Violence erupted in two Syrian
provinces on Tuesday, with a rights group reporting 10 civilians dead in an
army mortar attack and 12 soldiers killed in a fire-fight with rebel gunmen as
U.N. monitors sought to shore up a shaky ceasefire.
The Britain-based Syrian Observatory for Human
Rights, which tracks the 13-month-old uprising against President Bashar
al-Assad, said nine members of one family died in mortar bomb blasts in a
village in the northern province of Idlib.
An activist on the Turkish border, Tareq
Abdelhaq, said 35 people had been wounded and that some were being carried 25
km (15 miles) along mountain tracks to receive emergency treatment in refugee
camps dotted along the frontier.
"Some are being smuggled over the
border to Turkey. They had to carry the wounded and go through the mountains to
avoid checkpoints on the road," Abdelhaq said. "One guy died on the
way.

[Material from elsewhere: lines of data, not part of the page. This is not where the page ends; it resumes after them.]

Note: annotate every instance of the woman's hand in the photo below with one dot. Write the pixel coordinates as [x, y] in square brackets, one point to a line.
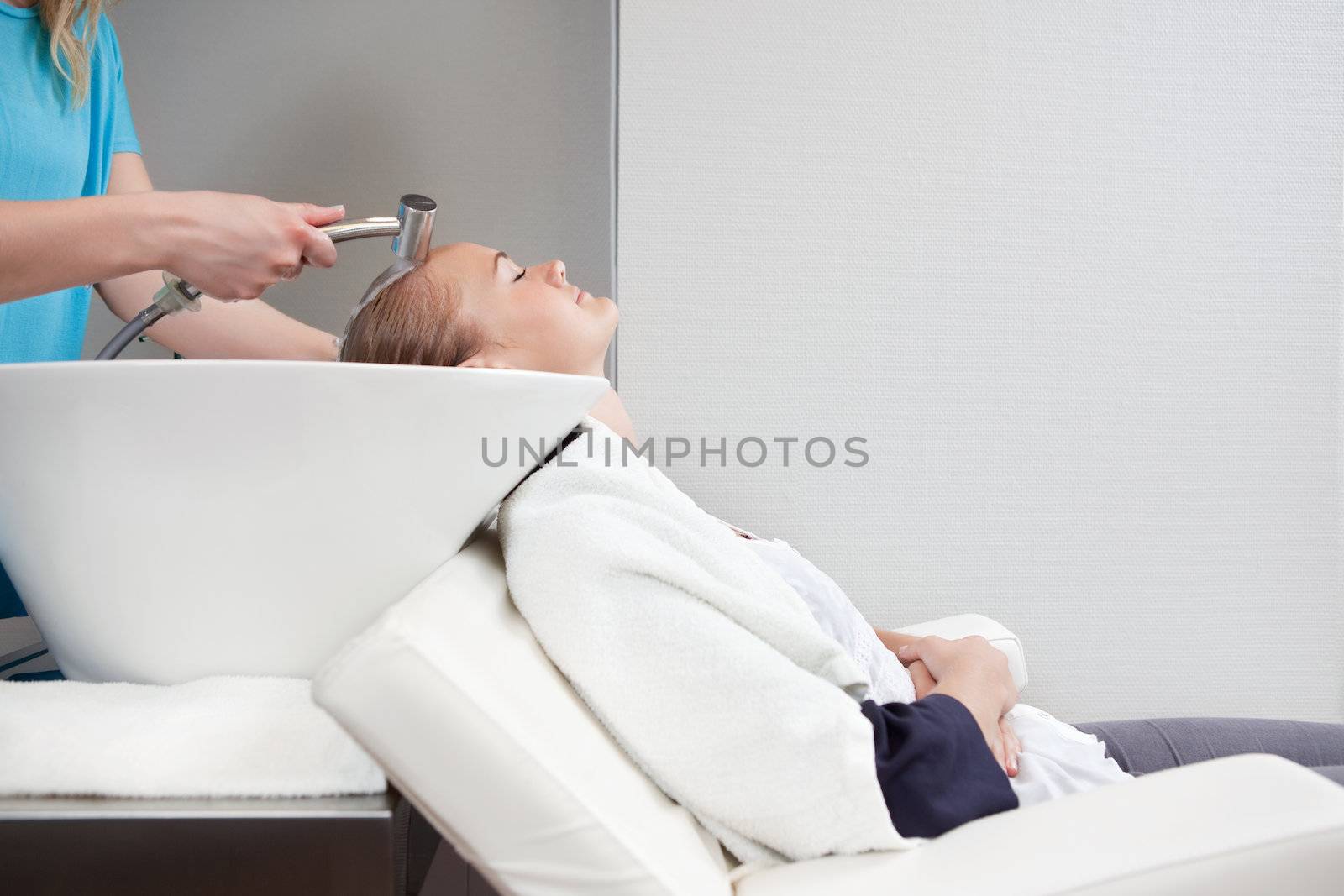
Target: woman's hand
[976, 674]
[233, 246]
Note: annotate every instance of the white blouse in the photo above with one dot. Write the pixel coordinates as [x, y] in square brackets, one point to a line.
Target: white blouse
[1057, 758]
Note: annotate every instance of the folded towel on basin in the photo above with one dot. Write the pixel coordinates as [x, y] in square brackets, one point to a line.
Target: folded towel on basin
[221, 736]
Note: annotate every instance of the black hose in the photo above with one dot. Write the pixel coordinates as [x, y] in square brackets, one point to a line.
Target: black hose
[134, 328]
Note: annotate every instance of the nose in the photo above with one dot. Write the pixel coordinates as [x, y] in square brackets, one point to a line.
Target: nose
[555, 273]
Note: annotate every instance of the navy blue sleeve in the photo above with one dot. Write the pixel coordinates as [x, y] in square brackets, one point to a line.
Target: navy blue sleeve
[934, 768]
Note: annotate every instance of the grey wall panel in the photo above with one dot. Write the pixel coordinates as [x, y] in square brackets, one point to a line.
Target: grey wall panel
[501, 110]
[1075, 273]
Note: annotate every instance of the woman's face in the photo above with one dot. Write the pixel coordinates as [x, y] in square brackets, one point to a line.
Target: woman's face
[533, 318]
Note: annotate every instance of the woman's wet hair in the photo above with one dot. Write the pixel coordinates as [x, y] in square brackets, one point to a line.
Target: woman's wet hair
[414, 320]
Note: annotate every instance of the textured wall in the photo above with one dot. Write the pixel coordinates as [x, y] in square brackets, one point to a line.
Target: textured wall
[1073, 270]
[499, 109]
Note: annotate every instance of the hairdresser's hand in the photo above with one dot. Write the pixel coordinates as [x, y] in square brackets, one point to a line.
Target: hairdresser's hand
[976, 674]
[234, 246]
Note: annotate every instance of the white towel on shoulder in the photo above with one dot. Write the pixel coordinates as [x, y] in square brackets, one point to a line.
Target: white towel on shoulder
[219, 736]
[703, 664]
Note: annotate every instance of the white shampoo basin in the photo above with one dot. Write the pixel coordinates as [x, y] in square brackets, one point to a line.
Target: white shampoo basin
[167, 520]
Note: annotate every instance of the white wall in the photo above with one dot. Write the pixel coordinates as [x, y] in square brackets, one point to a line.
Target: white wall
[1075, 273]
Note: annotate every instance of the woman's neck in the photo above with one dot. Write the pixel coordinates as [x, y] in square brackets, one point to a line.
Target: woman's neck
[611, 411]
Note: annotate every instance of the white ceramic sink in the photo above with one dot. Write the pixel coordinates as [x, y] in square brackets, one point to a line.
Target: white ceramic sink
[167, 520]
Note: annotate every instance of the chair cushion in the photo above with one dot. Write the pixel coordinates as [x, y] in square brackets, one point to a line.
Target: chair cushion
[1236, 826]
[454, 696]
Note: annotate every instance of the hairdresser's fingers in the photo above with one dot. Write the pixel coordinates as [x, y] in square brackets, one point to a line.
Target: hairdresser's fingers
[922, 679]
[1012, 747]
[319, 249]
[319, 215]
[927, 649]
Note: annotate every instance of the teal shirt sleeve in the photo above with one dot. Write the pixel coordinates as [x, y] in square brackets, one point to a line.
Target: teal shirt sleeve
[123, 127]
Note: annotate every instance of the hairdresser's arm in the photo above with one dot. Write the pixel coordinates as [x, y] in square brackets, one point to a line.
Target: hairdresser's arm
[228, 244]
[219, 329]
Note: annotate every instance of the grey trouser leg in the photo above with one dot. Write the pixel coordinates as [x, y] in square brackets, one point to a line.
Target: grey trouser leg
[1142, 746]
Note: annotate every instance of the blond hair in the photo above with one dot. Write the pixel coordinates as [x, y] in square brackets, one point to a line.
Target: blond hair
[416, 320]
[73, 53]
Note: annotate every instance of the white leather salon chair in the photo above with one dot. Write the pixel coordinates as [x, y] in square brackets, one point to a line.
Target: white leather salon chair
[454, 698]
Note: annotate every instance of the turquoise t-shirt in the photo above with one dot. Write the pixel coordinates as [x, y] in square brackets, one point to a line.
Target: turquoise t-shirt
[50, 150]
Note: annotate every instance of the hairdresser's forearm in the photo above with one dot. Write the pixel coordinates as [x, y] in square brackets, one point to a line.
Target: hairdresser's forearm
[221, 329]
[46, 246]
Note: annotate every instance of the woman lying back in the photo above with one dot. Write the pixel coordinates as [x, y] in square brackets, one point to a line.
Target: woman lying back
[945, 752]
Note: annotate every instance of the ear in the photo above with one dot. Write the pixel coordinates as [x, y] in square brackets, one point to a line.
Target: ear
[486, 363]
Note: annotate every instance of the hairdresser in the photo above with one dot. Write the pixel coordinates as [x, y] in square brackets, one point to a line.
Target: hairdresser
[77, 208]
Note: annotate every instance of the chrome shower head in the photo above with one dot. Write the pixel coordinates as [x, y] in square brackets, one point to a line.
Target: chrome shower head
[416, 228]
[416, 219]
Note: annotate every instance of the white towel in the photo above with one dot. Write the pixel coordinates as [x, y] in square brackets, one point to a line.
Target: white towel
[222, 736]
[703, 664]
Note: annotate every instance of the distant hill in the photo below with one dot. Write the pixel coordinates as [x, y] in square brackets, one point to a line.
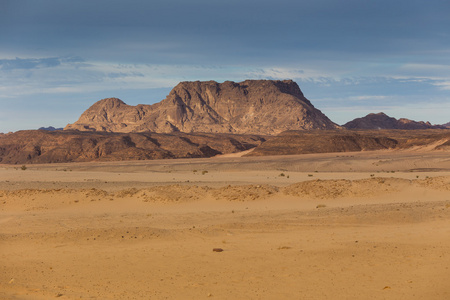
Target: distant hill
[329, 141]
[43, 146]
[50, 128]
[248, 107]
[383, 121]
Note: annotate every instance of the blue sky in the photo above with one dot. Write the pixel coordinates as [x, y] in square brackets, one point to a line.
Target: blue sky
[350, 58]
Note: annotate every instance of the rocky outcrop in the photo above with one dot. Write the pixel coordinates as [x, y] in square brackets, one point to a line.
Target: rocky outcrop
[383, 121]
[248, 107]
[41, 146]
[330, 141]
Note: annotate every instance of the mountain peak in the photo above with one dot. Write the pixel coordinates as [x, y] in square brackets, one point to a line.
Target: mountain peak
[250, 106]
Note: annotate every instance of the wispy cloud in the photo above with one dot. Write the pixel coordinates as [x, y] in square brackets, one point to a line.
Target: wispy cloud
[36, 63]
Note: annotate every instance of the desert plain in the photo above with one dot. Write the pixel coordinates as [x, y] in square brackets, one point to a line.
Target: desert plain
[354, 225]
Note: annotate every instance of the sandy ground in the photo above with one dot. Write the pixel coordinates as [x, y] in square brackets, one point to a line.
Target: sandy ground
[372, 225]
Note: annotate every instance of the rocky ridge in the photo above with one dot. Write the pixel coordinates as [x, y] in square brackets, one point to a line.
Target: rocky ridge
[383, 121]
[42, 146]
[248, 107]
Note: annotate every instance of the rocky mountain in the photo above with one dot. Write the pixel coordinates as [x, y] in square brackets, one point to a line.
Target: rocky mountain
[383, 121]
[42, 146]
[248, 107]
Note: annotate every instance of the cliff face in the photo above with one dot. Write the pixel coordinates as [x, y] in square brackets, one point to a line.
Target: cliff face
[248, 107]
[383, 121]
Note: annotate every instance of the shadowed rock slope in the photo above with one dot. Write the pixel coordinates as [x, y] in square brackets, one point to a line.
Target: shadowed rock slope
[305, 142]
[249, 107]
[383, 121]
[40, 146]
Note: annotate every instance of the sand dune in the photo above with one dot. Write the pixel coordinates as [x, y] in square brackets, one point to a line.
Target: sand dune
[147, 230]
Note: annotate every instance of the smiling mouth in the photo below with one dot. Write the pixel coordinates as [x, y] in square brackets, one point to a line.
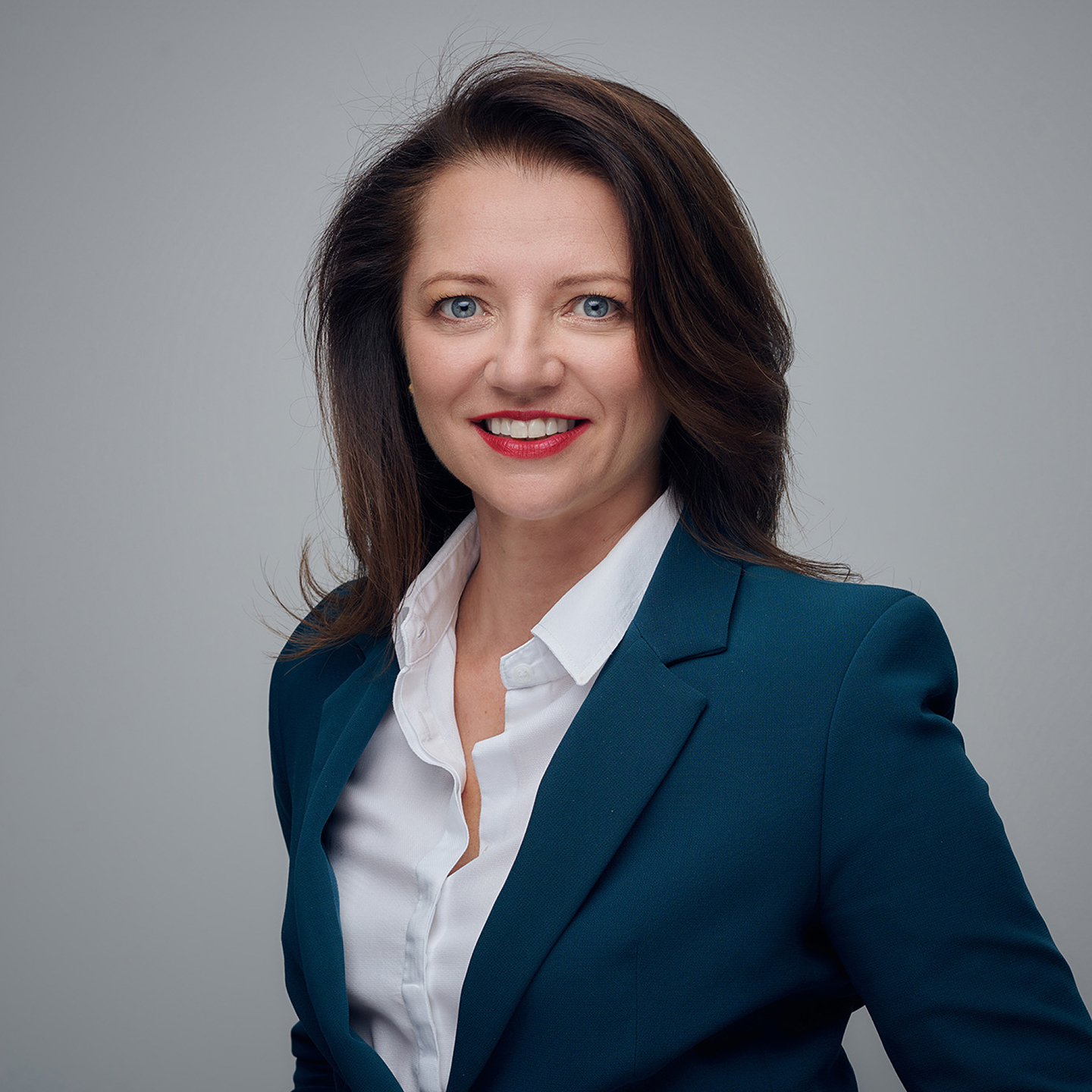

He was 19 years old and had very bad injuries."
In the eastern Deir al-Zor province, troops
hit back with mortar and heavy machinegun fire after losing a dozen of their
own to insurgents, killing at least one villager and destroying a school, the
anti-Assad Observatory added.
The United Nations says Syrian forces have
killed more than 9,000 people since the uprising began in March 2011.
Its special envoy for children in war zones
said more than 34 children were believed to have been killed since the
U.N.-backed ceasefire nominally came into force on April 12.
U.N. peacekeeping chief Herve Ladsous said on Tuesday that the United Nations is accelerating deployment of unarmed observers to Syria to ensure all 300 are on the ground by the end of May to monitor a shaky ceasefire.
"We have 24 observers on the ground and I fully expect this number to increase rapidly over the next two weeks so that UNSMIS (U.N. Supervision Mission in Syria) will build up to full operational strength by the end of May," Ladsous told reporters.
He said that observers had reported violations of the truce, implemented on April 12, by both Syrian President Bashar al-Assad's security forces and opposition groups.